Today, I sat in a church in my old “neck of the woods” with people whom I remember being so much younger. I went to the first of my childhood friend’s parent’s funeral (wow, that was a mouthful). It affected me more than I thought it would since I haven’t seen Walt in nearly 30 years. As I sat there singing the songs and listening to the Pastor speak, all I could focus on was the memories that flooded back to me. Walt always seemed like a giant of a man to me and just a little bit scary. I loved him, none the less! He was a part of my childhood and part of what made me who I am today.
The faces I saw today were different…older. Although the years have aged us all, I felt a feeling I hadn’t felt in some time. The feeling of being HOME. When I was growing up, we lived on a street that had a lot of kids the same ages as me and my brothers. We didn’t spend much time in front of the tv. We played outside and we played with the entire neighborhood of kids! We were one big family. As kids, we’d confide in each other about everything, was a part of each other’s family, and always looked out for each other. As we grew up, we went our separate ways. It was through our parents that we’d keep up with each other and know who was married, who was having babies and what each of us had done with our lives. For a couple of hours, I was really home again.
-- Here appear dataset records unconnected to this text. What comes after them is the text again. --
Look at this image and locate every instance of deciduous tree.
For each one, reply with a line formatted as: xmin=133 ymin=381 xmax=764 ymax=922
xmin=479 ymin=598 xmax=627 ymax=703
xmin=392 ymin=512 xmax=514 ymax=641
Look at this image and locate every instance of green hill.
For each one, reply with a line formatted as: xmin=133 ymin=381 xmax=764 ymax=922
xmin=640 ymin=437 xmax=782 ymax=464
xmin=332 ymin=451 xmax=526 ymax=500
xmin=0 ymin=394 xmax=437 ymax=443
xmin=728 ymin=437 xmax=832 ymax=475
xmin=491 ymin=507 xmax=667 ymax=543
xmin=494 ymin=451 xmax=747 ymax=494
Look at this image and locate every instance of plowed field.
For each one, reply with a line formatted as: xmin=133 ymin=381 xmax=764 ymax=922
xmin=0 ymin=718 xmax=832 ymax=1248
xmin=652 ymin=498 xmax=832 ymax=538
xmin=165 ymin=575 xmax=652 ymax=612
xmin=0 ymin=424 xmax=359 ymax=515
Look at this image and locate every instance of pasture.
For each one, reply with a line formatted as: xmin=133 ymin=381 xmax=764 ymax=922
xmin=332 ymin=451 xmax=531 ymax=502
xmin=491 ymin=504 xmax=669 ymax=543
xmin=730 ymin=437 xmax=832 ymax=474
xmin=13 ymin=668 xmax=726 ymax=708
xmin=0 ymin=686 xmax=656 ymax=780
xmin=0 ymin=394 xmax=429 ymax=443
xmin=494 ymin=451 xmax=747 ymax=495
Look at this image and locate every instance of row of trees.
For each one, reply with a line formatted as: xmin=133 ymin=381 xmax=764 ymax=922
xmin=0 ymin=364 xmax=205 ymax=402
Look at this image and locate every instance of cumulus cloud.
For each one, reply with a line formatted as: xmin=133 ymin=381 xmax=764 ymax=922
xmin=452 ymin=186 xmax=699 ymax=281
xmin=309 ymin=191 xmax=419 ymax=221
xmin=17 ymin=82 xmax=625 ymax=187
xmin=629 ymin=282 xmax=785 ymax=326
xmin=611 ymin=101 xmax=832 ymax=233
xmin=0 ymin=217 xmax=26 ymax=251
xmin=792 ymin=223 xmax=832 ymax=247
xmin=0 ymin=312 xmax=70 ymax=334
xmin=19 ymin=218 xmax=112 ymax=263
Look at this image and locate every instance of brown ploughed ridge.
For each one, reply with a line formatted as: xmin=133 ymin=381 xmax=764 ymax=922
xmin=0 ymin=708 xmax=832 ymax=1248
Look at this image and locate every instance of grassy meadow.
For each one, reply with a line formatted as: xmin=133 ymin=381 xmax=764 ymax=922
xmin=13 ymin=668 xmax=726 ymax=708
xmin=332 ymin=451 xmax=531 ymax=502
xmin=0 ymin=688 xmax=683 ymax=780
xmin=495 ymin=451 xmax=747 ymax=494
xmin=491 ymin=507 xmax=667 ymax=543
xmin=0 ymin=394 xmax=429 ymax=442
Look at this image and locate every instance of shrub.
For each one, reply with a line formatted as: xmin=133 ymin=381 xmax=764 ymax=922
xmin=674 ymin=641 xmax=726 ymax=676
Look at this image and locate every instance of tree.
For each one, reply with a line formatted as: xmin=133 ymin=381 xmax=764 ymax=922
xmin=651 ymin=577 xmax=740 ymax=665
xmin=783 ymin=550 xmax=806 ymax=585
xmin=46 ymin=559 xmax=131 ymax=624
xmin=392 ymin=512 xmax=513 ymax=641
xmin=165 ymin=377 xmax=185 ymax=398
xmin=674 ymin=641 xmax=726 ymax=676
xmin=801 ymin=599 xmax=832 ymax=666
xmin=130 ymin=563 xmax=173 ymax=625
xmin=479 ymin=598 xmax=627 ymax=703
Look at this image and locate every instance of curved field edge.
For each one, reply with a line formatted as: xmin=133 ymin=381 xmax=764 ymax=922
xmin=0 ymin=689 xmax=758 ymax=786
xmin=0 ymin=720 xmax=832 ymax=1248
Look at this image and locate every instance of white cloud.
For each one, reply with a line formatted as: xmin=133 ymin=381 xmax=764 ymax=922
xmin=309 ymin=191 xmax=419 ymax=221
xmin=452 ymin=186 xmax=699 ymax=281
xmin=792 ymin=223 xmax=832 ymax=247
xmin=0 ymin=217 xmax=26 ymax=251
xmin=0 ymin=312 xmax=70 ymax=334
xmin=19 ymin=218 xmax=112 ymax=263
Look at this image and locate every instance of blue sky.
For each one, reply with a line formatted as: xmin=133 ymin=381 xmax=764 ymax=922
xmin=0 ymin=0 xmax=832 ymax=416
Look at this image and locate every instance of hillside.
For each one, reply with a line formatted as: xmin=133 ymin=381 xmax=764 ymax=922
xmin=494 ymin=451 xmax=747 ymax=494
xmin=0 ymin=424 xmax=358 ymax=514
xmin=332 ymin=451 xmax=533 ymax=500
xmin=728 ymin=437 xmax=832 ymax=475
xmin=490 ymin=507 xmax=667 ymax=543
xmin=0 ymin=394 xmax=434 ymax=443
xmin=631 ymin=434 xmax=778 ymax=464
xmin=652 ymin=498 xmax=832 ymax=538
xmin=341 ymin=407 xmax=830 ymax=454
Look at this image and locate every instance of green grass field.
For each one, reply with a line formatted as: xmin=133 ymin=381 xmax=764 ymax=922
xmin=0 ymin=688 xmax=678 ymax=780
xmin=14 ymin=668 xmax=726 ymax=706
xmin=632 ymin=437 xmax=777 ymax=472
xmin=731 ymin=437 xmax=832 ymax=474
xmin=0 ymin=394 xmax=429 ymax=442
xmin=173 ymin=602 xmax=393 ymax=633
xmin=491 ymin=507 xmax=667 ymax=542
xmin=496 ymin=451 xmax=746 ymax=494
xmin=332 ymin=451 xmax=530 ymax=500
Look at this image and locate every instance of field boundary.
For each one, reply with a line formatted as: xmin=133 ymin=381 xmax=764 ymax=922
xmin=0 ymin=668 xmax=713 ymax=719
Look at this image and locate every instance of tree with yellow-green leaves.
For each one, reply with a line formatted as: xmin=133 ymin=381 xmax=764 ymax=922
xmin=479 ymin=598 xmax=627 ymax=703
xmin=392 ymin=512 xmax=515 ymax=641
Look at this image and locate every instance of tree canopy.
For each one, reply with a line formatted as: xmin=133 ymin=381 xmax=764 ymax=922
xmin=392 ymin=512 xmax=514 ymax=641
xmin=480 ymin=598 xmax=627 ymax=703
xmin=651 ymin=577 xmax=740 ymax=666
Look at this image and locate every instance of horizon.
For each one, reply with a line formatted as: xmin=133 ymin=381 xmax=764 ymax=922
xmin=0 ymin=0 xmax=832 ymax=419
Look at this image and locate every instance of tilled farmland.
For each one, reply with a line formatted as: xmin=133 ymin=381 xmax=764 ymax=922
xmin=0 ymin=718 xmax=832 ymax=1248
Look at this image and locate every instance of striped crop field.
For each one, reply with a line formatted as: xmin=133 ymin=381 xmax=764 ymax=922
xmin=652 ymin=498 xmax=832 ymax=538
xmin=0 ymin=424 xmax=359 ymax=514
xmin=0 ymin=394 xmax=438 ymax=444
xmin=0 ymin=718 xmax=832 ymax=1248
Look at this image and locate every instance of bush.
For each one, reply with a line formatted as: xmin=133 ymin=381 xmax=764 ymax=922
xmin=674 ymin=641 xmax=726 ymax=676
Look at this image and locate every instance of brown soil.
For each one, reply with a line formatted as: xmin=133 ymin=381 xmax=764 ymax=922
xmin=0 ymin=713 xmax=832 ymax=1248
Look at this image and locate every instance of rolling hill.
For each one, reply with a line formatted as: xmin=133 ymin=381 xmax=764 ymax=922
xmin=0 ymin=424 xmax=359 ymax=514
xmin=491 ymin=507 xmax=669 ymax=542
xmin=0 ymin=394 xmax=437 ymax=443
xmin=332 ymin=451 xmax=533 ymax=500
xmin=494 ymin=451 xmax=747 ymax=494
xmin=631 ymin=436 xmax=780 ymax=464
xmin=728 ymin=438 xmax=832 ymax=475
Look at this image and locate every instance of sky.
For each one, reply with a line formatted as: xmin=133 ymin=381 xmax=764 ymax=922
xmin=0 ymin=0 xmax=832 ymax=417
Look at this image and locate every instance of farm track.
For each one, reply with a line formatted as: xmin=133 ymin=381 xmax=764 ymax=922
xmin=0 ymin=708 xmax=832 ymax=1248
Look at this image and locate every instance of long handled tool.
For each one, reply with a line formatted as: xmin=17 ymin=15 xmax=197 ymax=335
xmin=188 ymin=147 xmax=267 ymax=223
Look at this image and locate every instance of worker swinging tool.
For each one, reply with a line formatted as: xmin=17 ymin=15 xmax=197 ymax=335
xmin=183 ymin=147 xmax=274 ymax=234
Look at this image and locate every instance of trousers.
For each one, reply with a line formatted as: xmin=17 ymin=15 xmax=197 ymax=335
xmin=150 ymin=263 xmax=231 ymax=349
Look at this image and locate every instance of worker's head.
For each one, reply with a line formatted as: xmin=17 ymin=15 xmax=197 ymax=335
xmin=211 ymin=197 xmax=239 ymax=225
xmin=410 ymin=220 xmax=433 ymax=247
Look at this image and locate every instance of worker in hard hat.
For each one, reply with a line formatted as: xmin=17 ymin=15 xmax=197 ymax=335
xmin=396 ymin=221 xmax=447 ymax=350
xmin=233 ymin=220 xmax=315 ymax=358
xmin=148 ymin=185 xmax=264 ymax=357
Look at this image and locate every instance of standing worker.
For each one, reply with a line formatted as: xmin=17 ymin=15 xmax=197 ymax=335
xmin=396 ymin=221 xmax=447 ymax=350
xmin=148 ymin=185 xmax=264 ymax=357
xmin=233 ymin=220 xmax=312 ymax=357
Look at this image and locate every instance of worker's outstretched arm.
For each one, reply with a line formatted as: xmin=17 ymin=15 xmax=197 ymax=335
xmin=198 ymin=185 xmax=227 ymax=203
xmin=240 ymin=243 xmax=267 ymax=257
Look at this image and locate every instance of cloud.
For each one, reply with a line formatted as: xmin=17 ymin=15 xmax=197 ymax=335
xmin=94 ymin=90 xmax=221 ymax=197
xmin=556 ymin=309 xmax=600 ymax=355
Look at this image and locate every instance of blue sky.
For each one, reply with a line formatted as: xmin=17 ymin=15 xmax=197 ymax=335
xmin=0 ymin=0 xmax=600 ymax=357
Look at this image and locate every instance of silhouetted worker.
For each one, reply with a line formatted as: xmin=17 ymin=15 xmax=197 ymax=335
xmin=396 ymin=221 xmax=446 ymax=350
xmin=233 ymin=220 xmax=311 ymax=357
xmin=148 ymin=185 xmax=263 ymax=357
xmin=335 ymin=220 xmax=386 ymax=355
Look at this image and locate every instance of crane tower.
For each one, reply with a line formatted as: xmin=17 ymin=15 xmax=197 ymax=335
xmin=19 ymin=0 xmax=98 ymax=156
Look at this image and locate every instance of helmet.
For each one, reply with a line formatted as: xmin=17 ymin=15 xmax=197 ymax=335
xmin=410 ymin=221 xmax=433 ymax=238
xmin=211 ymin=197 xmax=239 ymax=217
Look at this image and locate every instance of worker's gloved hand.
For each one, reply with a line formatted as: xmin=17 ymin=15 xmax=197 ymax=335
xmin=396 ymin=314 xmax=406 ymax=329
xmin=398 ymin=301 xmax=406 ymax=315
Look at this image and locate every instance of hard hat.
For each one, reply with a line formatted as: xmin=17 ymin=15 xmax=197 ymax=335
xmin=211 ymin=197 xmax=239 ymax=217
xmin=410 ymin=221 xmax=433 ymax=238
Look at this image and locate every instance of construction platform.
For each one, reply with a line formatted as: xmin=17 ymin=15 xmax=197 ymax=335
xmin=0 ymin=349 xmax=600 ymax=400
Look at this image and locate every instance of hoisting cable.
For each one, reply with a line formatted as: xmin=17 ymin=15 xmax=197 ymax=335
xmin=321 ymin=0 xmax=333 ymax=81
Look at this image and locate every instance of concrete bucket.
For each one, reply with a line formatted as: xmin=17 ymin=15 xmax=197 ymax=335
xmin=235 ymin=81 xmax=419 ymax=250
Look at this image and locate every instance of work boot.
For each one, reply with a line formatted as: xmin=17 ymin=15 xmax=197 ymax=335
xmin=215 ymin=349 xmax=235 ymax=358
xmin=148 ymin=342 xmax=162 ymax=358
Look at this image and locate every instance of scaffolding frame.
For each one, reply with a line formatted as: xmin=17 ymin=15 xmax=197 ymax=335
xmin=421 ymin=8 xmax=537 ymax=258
It was unfortunate that the Pastor doing the service today didn’t know Walt – he said so himself. If he had, he would have been able to tell the guests just what a wonderful guy he was, how much he loved hunting and fishing and how important his family was to him. He could have retold stories about the good old days and how much fun our neighborhood used to have. Walt would have done anything for anyone! You know what…I didn’t need a Pastor to tell me these things, I already knew – firsthand. Although I hadn’t seen you in at least 30 years, Walt, I’ll miss you!